Julie is asked to solve the system below by elimination. Which of the following steps would be the best way to begin?
the system: 2x+y=-3 3x-2y=2
To solve the system by elimination, you need to eliminate one variable by manipulating the equations. Here's one possible way to begin:
1. Multiply the first equation by 2 to make the coefficients of y in both equations equal:
2 * (2x + y = -3) = 4x + 2y = -6
2. Now, add this modified equation to the second equation:
(4x + 2y) + (3x - 2y) = -6 + 2
Simplifying, you get:
7x = -4
This step helps in eliminating the y variable.
To solve the system of equations by elimination, the goal is to eliminate one of the variables by manipulating the equations. In this case, the best way to begin is to choose a variable to eliminate by multiplying one or both of the equations by a scalar (a number) to make the coefficients of one of the variables equal in magnitude but opposite in sign.
To eliminate the variable "y" in this system, we can multiply the first equation by 2 and the second equation by 1:
Step 1: Multiply the first equation by 2 and the second equation by 1.
2(2x + y) = 2(-3)
3x - 2y = 2
This results in the following modified system:
4x + 2y = -6
3x - 2y = 2
Now, the coefficients of "y" are equal but opposite in sign, allowing us to eliminate the "y" variable in the next step.
To solve the system of equations by elimination, we need to eliminate one of the variables by manipulating the given equations. Here are the steps to begin:
1. Choose a variable to eliminate: In this case, it would be convenient to eliminate either 'x' or 'y' by adding or subtracting the equations. Let's choose to eliminate the 'y' variable.
2. Multiply the equations: We need to manipulate one or both of the equations so that the coefficients of 'y' in both equations are the same (or differ by a multiple of each other).

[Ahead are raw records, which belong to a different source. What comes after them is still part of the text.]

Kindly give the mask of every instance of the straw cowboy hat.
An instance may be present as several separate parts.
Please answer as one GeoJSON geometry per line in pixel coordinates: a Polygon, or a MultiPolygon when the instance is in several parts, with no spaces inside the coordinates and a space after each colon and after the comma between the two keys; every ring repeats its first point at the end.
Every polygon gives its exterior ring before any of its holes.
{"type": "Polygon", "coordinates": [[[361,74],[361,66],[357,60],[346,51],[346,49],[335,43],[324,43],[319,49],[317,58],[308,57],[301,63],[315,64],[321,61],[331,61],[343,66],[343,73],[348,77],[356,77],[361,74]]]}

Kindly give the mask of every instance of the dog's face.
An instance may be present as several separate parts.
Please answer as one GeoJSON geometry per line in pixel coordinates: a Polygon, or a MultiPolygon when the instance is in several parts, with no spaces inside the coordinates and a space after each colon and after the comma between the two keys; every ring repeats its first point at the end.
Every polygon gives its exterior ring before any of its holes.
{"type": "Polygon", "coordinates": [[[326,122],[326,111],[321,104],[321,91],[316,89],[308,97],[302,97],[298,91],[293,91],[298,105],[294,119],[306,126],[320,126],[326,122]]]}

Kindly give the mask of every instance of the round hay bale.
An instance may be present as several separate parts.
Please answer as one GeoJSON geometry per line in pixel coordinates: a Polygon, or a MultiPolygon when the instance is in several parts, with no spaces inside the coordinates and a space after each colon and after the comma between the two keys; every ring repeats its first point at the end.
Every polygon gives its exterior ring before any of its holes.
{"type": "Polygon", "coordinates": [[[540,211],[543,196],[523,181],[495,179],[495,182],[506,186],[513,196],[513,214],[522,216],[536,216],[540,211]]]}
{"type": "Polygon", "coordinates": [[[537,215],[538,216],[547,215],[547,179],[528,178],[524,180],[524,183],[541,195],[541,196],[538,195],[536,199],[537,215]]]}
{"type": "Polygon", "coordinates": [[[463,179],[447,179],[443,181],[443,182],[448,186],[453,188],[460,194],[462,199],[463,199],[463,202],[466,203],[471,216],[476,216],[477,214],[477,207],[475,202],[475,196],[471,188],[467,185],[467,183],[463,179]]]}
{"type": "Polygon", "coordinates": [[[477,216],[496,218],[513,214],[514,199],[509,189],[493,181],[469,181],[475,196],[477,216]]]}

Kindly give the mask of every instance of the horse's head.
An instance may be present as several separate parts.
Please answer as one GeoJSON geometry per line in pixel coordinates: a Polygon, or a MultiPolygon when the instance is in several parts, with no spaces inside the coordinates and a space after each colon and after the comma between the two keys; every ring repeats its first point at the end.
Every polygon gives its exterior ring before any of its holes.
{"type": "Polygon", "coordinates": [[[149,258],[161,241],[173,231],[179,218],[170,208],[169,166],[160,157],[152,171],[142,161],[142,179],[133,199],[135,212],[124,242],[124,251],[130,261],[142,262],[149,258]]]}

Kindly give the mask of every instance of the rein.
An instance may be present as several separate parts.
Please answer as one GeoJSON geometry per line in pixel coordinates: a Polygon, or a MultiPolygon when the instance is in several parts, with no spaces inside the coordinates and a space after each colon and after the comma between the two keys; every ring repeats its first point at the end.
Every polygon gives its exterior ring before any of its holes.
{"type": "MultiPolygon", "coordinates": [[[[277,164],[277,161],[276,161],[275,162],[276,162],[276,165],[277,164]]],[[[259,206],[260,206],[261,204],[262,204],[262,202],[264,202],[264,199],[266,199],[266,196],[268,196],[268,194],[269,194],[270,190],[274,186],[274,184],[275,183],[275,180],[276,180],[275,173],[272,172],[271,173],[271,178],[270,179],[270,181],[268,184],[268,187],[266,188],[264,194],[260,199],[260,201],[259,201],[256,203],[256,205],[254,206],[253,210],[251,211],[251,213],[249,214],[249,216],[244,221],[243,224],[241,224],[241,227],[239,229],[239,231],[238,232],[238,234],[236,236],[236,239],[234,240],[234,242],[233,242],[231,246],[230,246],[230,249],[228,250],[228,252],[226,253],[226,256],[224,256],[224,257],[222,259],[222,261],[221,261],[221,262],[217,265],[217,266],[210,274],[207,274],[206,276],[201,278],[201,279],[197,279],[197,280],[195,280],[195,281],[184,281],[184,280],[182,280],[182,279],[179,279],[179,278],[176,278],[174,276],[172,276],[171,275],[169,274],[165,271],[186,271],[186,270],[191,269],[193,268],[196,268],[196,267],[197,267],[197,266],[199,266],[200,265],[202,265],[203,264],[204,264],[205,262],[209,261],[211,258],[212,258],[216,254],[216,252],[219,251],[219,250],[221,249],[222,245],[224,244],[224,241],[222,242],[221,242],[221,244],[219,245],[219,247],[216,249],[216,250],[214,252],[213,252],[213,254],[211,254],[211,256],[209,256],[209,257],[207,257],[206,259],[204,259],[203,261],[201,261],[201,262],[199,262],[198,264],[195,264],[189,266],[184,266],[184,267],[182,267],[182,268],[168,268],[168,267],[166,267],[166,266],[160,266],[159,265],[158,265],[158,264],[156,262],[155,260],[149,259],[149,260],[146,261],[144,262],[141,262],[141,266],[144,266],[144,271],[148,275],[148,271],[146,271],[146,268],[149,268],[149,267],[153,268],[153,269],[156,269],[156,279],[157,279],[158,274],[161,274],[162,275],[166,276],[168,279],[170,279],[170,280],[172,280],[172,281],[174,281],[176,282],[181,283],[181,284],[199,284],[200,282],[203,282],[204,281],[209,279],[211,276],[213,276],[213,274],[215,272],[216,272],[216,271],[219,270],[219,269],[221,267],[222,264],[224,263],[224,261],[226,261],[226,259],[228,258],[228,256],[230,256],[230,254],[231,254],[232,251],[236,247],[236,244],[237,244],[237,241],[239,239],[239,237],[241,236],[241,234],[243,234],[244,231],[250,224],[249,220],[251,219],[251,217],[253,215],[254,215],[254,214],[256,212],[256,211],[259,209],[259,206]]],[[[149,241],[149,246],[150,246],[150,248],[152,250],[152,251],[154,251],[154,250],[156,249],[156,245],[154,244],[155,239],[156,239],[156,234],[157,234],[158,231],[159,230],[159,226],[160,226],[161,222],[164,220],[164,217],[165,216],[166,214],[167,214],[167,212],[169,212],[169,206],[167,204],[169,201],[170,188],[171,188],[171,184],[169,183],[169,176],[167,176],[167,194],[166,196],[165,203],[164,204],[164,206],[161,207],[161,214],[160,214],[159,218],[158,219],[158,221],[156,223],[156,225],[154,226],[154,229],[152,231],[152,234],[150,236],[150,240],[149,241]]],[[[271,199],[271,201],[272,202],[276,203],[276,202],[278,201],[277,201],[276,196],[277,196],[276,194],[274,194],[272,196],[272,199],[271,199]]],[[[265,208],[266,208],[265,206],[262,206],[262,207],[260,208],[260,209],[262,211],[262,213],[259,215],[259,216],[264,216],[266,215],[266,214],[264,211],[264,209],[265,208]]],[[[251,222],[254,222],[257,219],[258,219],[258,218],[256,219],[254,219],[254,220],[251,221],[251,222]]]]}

Looking at the coefficients of 'y' in the given equations, we could multiply the first equation by 2, which will result in 4x+2y=-6. Now the coefficients of 'y' in both equations are the same (2).
3. Add the equations: Add the manipulated equations together to eliminate the 'y' variable. In this case, adding the two equations gives us:
(4x + 2y) + (3x - 2y) = -6 + 2.
Simplifying the equation, we get:
7x = -4.
So, the first step to begin solving the given system of equations by elimination is to multiply the first equation by 2.